Freeh replied to the mail, "I will see my good friend Ron Noble (former SecGen INTERPOL), in NY on Thursday, and most likely he knows this DNA (Romanian National Anti-Corruption Directorate) prosecutor, Laura Codruta Kobesi, very well. Let me talk to him and see what the possibilities may be to meet with her and to initiate a dialogue which would remediate the situation."
In a later email, Freeh revealed, "I have had conversations with the head of the FBI’s Criminal Division and there is a sincere Bureau interest in meeting and debriefing Gabriel on other matters he may be willing to discuss." He did not elaborate on what those 'matters' were.

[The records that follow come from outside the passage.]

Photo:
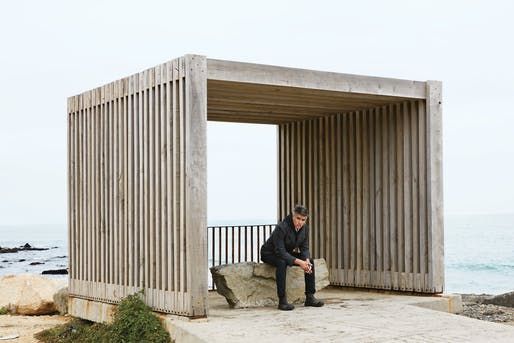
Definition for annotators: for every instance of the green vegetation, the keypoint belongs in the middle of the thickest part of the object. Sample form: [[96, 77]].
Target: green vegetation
[[133, 321]]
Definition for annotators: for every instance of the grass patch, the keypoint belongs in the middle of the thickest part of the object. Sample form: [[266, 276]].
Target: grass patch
[[133, 321]]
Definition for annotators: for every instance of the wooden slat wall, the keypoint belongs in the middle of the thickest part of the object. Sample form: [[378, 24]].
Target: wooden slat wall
[[137, 193], [366, 181]]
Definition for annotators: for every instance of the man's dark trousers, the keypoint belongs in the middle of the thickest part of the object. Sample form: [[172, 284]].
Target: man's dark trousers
[[281, 265]]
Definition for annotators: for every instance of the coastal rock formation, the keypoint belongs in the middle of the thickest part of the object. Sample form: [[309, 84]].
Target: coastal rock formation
[[27, 246], [251, 284], [505, 299], [28, 294], [55, 272]]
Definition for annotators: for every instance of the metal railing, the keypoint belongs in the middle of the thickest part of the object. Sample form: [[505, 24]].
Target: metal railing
[[235, 243]]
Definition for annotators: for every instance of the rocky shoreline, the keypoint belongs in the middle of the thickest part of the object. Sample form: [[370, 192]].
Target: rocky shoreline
[[478, 306]]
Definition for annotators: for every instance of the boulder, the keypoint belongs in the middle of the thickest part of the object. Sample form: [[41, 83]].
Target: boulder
[[251, 284], [505, 299], [28, 294], [61, 300]]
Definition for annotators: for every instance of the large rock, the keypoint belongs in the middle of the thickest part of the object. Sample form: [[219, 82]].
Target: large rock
[[61, 300], [251, 284], [28, 294], [505, 299]]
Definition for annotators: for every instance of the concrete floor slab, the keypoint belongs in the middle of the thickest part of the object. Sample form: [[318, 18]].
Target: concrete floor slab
[[349, 315]]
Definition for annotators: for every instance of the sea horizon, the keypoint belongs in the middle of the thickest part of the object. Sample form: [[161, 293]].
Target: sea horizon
[[479, 257]]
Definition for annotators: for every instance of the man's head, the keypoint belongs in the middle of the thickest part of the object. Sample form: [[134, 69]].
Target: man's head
[[300, 214]]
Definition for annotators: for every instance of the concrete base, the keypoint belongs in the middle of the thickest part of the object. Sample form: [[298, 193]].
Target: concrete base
[[94, 311]]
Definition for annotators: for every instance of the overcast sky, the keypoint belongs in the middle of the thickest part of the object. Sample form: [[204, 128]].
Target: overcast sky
[[53, 49]]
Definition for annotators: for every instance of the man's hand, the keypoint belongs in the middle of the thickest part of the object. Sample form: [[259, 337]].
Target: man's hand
[[305, 265]]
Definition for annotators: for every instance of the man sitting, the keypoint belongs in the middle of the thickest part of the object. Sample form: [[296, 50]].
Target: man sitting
[[289, 245]]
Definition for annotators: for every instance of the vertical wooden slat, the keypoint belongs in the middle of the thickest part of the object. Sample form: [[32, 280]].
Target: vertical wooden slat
[[365, 194], [379, 196], [415, 194], [387, 211], [407, 220], [182, 264], [346, 194], [169, 174], [353, 198], [339, 192], [151, 183], [422, 191], [333, 228], [176, 184]]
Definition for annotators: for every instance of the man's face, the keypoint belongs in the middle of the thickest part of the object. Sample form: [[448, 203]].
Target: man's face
[[298, 220]]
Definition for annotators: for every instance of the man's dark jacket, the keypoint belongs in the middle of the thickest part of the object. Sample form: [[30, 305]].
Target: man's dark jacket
[[284, 239]]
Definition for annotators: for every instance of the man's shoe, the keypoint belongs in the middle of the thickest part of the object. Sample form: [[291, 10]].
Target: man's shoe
[[284, 305], [310, 300]]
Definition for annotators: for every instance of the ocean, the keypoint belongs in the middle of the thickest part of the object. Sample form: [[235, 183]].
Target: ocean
[[479, 252]]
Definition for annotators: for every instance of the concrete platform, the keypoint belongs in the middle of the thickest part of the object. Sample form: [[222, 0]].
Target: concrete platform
[[349, 315]]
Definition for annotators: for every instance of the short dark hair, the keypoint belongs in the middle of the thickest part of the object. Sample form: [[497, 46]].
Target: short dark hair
[[301, 210]]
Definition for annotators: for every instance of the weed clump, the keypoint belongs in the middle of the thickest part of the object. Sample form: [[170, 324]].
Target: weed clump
[[133, 321]]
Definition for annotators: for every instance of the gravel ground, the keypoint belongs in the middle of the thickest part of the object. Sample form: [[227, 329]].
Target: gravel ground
[[474, 308]]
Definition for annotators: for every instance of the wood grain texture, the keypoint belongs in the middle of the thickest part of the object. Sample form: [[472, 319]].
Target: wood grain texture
[[367, 193], [135, 217]]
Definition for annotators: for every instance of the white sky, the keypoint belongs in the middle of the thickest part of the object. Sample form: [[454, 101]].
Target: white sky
[[50, 50]]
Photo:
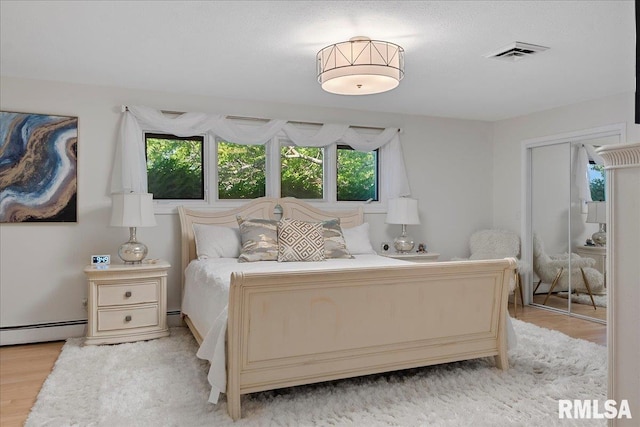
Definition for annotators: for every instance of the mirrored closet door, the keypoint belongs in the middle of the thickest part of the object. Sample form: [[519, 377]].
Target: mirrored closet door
[[564, 232]]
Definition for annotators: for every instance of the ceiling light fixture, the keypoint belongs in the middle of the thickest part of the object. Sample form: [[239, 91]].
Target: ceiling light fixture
[[360, 66]]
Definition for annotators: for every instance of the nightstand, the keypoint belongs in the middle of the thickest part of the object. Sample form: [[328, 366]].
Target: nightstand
[[127, 302], [414, 256]]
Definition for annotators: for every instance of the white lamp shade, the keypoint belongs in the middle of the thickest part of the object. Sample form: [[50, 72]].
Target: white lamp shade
[[132, 210], [597, 212], [360, 66], [403, 210]]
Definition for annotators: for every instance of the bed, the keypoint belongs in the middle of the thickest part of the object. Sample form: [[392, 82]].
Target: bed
[[297, 323]]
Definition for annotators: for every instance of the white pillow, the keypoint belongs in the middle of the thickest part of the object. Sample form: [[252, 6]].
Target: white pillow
[[357, 239], [214, 241]]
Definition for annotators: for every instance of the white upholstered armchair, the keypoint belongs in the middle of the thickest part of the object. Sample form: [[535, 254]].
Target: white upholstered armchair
[[555, 271], [498, 244]]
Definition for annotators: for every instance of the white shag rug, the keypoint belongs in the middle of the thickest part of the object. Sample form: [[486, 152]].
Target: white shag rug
[[600, 300], [162, 383]]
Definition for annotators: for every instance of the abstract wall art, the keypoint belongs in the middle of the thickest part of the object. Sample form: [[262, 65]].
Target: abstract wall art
[[38, 168]]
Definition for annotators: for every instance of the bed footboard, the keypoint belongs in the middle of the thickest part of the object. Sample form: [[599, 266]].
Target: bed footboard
[[305, 327]]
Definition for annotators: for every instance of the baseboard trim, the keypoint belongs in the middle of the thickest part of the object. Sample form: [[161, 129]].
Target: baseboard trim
[[58, 331]]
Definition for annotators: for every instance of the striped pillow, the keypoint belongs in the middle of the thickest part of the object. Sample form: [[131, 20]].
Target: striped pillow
[[300, 241]]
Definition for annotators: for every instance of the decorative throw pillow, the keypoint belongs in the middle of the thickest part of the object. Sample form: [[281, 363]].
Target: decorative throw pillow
[[357, 239], [334, 244], [259, 238], [300, 241], [214, 241]]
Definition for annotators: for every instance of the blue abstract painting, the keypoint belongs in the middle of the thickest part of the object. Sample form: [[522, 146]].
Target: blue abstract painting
[[38, 167]]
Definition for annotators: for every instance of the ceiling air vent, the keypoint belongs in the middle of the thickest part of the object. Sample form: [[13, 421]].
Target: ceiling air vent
[[516, 51]]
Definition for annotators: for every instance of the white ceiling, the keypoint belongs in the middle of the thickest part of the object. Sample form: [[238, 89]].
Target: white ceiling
[[265, 50]]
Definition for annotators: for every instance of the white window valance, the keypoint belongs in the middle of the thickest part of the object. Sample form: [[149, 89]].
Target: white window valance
[[130, 169]]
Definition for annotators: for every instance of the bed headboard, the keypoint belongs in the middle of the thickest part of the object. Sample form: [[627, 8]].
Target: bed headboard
[[258, 208]]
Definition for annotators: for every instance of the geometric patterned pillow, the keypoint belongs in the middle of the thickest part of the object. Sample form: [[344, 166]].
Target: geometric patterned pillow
[[334, 244], [259, 239], [300, 241]]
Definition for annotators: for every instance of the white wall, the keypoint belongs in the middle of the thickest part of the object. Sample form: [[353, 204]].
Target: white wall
[[449, 164], [509, 134]]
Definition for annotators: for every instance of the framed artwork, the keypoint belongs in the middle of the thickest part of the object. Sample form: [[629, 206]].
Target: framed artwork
[[38, 168]]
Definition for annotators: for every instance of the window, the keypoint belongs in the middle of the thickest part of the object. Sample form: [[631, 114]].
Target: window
[[179, 169], [596, 182], [241, 171], [301, 172], [357, 173], [175, 167]]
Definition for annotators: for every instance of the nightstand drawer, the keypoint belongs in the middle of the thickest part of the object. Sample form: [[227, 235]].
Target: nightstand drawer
[[109, 320], [135, 293]]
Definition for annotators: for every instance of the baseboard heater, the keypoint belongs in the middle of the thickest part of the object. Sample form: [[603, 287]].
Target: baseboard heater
[[57, 331]]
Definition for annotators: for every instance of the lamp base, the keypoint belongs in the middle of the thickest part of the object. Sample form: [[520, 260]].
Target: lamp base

Freeh also asked Hunter for "a small payment to you for this referral-and for your continuing work on this matter." It is unclear how much Hunter was paid, but that chain led to Freeh saying he wanted to explore "future work options" with Biden.
But despite the two men's efforts, Popoviciu was still sentenced in Romania. It is believed that Freeh then enlisted the help of Rudy Giuliani, which ironically led to the emails being leaked. The leaks also exposed Freeh and the $100,000 donation he made to a Biden family trust, in a bid to woo POTUS. Reports also indicate the federal investigation into Giuliani is probing the Romania connection, which further connects Freeh to the disgraced former New York mayor. It's unclear if Hunter's name has come up during that investigation.